GSA gets semantic with architecture reference models
- By Joab Jackson
- Feb 04, 2005
The General Services Administration is one agency making strides in trying to find a path to the semantic Web through a pilot to encode Federal Enterprise Architecture reference models.
Normally, FEA reference models are written in plain text. Agencies must compare their lines of business to the models and try to synchronize them as best as possible.
The reference models are functional hierarchies, said Dean Allemang, the chief technology consultant for TopQuadrant Inc. of Beaver Falls, Pa., which helped GSA on the project. They have modeled all the FEA models, except the data model, using Web Ontology Language (OWL).
An XML reference model would let agencies more accurately prove that they are compliant with the models than they can do today, Allemang said.
The advantage of the semantic Web is its ability to use the description logic to help carry out tasks, such as cross-checking and verifying consistency within a large project.
A measurement category in the Performance Reference Model, for instance, references a number of business lines from the Business Reference Model.
'In the [orginal] documents, somebody probably copied and pasted them over,' Allemang said. If the original rules are updated, the BRM will not reflect those changes, unless someone makes the changes manually. What a semantic Web approach could do is just reference the PRM metric from within the BRM. So whenever the BRM is accessed, the document will have an OWL axiom that will check the PRM to find out what those rules are.
'For the end user, it would be completely transparent,' Allemang said. The company has devised a demo deployment, which GSA is looking at adopting more extensively.
Allemang acknowledged that the OWL tools now available are still pretty immature.
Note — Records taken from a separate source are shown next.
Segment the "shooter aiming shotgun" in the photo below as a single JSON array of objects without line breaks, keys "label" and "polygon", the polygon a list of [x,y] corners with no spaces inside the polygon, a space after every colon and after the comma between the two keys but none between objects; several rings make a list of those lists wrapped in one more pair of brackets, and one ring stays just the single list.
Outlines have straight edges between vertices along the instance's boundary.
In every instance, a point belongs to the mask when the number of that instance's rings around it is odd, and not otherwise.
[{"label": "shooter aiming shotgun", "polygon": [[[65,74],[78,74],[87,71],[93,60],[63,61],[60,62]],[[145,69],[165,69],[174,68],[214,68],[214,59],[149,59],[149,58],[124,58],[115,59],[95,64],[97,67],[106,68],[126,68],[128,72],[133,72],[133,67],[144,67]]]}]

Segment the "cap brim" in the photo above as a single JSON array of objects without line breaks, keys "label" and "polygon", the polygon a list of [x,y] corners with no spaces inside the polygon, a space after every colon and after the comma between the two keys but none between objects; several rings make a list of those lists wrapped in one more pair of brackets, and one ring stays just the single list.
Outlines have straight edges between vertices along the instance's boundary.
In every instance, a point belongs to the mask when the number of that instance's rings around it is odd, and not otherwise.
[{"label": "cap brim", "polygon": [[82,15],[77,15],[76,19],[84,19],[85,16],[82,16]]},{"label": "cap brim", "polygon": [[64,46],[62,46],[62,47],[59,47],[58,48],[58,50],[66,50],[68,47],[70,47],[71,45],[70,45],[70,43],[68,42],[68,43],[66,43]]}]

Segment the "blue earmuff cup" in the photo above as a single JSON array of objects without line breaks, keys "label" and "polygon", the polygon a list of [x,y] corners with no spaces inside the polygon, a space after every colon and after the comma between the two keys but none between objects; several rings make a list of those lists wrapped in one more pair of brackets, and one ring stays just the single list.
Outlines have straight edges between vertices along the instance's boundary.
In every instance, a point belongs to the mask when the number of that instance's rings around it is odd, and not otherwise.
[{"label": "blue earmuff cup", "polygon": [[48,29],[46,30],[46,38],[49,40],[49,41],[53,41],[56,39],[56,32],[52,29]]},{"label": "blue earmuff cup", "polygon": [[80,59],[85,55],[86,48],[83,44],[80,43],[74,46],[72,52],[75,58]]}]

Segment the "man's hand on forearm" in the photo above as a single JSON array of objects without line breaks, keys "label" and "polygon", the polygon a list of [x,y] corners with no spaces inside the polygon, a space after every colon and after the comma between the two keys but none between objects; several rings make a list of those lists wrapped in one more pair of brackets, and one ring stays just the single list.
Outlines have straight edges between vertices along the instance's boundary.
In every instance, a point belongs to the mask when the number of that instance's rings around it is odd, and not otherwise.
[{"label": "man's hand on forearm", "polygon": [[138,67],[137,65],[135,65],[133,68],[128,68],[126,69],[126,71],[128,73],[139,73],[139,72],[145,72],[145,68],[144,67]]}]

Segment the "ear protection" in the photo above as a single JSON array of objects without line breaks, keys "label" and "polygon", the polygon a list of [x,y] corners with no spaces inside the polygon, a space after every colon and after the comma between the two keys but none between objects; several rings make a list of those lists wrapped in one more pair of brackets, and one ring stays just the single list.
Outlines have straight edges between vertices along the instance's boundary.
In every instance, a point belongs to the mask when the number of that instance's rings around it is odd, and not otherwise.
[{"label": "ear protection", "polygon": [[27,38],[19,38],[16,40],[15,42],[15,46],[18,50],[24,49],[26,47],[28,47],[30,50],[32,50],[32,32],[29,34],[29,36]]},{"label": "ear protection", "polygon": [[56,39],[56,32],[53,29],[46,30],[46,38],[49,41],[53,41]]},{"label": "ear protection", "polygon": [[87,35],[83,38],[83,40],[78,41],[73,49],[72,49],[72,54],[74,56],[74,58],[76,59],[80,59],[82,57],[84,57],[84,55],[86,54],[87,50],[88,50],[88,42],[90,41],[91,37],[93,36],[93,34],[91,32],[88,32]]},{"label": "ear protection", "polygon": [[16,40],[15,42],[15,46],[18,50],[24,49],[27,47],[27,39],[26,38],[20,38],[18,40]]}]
But 'the models [already] have the soundness so you can read them in and compare them in a logical way.'
Owen Ambur, a co-chairman of the Federal CIO Counsel XML Community of Practice said that doing the FEA models in XML is a good idea. 'FEA models themselves are data and, like any other data, can be most efficiently and effectively shared if rendered in nonproprietary XML format.'
Joab Jackson is the senior technology editor for Government Computer News.